Netflix • Jose Alcérreca • Apr 17, 2025

Netflix App Testing At Scale

Article Summary

Netflix runs 1,000+ device tests on every PR for an app with 1M lines of code across 400+ modules. Here's how they evolved their testing strategy over 14 years.

Ken Yee, Senior Engineer at Netflix, shares how the streaming giant tests their Android app at massive scale. The team of ~50 engineers supports devices from Android 7.0 to the latest OS, handling everything from Android Go devices to premium foldables.

Key Takeaways

Disbanded dedicated SDET team; feature developers now own all testing layers
Custom device lab with cellular tower for network testing and frame drop verification
PageObject pattern abstracts tests from implementation during XML to Compose migration
Automated tooling identifies PR authors who break tests and promotes stable tests
Testing pyramid looks like hourglass due to heavy physical device usage

Critical Insight

Netflix balances speed and coverage by running narrow grid tests on PRs (under 30 min) and full grid tests post-merge (under 120 min), accepting that device tests will always have some flakiness at scale.

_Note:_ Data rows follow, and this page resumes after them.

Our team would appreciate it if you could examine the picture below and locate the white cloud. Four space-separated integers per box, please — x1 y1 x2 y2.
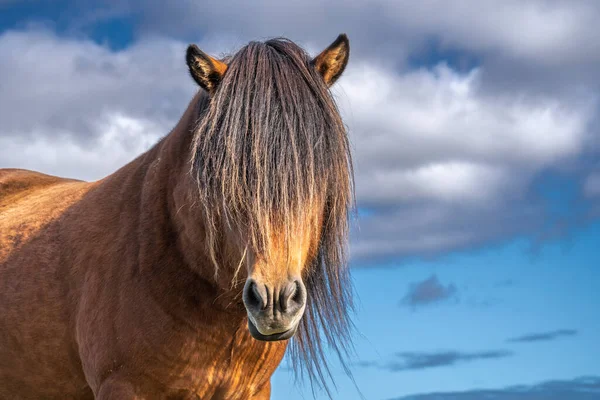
0 25 596 259
0 114 167 180
338 63 594 209
583 172 600 197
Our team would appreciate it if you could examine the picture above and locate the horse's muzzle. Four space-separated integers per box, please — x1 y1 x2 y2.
243 278 306 341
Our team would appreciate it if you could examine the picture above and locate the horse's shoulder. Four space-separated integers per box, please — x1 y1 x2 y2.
0 168 81 202
0 169 90 261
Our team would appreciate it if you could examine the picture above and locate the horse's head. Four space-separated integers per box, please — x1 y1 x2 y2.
187 35 352 340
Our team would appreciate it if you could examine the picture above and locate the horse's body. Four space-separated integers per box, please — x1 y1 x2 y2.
0 36 352 400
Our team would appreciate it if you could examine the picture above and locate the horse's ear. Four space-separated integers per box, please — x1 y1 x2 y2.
185 44 227 94
312 33 350 86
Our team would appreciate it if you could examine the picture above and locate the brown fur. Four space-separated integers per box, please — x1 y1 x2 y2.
0 35 350 399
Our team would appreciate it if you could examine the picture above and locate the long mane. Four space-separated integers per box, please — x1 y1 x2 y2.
192 39 354 390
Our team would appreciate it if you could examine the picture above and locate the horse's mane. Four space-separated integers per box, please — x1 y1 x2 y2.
192 39 354 394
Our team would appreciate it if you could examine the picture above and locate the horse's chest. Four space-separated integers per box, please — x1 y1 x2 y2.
148 318 286 399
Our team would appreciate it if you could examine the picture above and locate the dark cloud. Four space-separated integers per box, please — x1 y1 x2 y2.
0 0 600 265
390 377 600 400
507 329 579 343
402 275 457 307
385 350 512 372
355 350 513 372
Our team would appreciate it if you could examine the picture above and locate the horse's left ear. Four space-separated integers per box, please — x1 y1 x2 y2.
185 44 227 94
312 33 350 86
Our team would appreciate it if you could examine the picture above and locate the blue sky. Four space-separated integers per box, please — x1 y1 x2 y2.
0 0 600 400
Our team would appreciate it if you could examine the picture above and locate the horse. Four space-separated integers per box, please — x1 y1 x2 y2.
0 34 355 400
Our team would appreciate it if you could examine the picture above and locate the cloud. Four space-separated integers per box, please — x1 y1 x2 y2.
390 377 600 400
355 350 513 372
0 29 195 180
507 329 579 343
583 172 600 197
0 0 600 265
402 275 457 307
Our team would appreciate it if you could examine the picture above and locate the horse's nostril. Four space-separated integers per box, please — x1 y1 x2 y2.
243 280 268 311
280 280 306 312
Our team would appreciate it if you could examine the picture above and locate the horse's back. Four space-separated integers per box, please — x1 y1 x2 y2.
0 169 94 399
0 169 90 262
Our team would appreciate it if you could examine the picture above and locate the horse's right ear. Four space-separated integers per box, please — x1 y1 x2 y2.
185 44 227 94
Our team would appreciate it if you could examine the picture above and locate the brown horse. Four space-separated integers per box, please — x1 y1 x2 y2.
0 35 353 400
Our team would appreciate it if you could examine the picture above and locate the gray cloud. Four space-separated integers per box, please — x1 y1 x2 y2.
402 275 457 307
355 350 513 372
390 376 600 400
507 329 579 343
0 0 600 264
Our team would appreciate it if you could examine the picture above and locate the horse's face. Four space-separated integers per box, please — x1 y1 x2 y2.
187 35 350 341
243 207 323 341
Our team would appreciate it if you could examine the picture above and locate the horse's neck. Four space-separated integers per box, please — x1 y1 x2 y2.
130 93 239 310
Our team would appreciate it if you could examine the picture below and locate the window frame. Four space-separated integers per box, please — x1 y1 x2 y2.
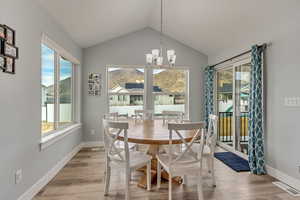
40 34 80 138
151 66 190 120
105 65 190 120
105 65 148 113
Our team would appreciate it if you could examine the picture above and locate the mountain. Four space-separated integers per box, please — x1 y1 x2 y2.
109 68 186 92
46 77 72 103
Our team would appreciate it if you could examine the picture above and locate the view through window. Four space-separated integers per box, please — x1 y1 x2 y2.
41 44 73 135
152 69 187 116
107 67 188 116
108 68 145 116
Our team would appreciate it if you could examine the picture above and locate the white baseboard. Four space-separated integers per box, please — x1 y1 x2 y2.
18 144 82 200
266 165 300 190
82 141 104 147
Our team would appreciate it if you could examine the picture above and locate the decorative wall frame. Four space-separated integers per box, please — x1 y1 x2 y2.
88 73 102 96
0 55 6 71
3 42 19 59
0 24 19 74
0 24 6 40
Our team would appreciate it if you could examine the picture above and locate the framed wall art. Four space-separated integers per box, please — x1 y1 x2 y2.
3 42 19 59
88 73 102 96
0 25 6 40
0 24 19 74
0 55 6 71
4 57 15 74
5 26 16 45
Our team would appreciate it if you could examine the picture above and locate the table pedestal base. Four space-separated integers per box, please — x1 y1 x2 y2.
138 145 183 189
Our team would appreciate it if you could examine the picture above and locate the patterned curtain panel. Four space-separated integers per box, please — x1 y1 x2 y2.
204 66 215 126
248 45 266 175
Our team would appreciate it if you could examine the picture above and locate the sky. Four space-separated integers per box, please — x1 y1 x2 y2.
108 67 165 74
42 44 72 86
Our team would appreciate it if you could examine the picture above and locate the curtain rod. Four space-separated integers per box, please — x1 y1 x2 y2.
211 43 271 67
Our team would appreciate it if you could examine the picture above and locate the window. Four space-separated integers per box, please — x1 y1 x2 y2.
152 69 188 117
107 66 189 118
107 67 145 116
41 44 74 136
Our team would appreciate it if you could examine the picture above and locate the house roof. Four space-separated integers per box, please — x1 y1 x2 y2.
38 0 300 55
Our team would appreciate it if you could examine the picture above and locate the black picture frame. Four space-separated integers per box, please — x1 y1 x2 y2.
0 24 6 40
4 25 16 46
2 42 19 59
3 57 16 74
0 55 6 72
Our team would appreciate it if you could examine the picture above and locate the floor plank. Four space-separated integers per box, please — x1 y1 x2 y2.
33 148 300 200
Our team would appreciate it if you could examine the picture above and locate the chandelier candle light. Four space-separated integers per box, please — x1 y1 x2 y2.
146 0 176 66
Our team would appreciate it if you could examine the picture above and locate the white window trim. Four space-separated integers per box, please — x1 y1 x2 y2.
105 65 147 113
40 123 82 150
105 65 190 120
40 33 82 150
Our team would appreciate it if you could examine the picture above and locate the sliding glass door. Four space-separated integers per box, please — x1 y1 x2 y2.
216 59 251 154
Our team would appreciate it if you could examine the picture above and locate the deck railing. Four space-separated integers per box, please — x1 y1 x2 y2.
218 112 248 143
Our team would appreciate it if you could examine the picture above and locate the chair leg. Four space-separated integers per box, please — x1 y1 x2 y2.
125 168 130 200
104 158 111 196
157 161 161 188
210 157 217 187
169 173 172 200
183 175 188 185
147 161 151 191
206 156 211 174
197 173 204 200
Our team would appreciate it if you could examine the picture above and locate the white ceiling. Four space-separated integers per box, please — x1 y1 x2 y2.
38 0 300 55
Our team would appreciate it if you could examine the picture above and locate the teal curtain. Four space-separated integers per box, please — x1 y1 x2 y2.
204 66 215 126
248 45 266 175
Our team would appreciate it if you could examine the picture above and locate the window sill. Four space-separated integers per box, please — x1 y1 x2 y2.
40 123 82 150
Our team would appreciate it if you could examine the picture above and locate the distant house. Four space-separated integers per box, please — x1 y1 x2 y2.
109 83 176 106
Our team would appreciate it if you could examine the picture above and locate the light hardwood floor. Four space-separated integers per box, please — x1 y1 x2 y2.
33 148 300 200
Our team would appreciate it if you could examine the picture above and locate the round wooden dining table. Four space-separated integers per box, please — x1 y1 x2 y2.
112 120 196 188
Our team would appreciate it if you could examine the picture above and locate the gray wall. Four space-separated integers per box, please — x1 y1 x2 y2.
0 0 82 200
209 23 300 180
83 28 207 141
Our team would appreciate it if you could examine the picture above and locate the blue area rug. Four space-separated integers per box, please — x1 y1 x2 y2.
215 152 250 172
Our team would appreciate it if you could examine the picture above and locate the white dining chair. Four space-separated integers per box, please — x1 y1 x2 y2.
103 112 139 150
162 110 184 125
192 115 218 187
157 122 205 200
103 119 152 200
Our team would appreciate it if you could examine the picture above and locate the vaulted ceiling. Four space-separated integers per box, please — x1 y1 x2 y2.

Their approach to handling test flakiness includes some clever automation you won't find in standard CI/CD pipelines.

About This Article

Problem

Netflix's 1M-line codebase relied on legacy RxJava streams and asynchronous code that made unit tests flaky. Tests would leave global state behind or race across threads, which blocked CI pipelines.

Solution

Ken Yee's team brought in Test Dispatchers for Kotlin Coroutines and Test Schedulers for RxJava to control time in a predictable way. They also used dependency injection to stop state from leaking between test methods.

Impact

Unit tests now run 10x faster when using plain JVM tests instead of Hilt or Robolectric. Netflix can run about 1,000 device tests in 30-minute PR windows and get consistent results every time.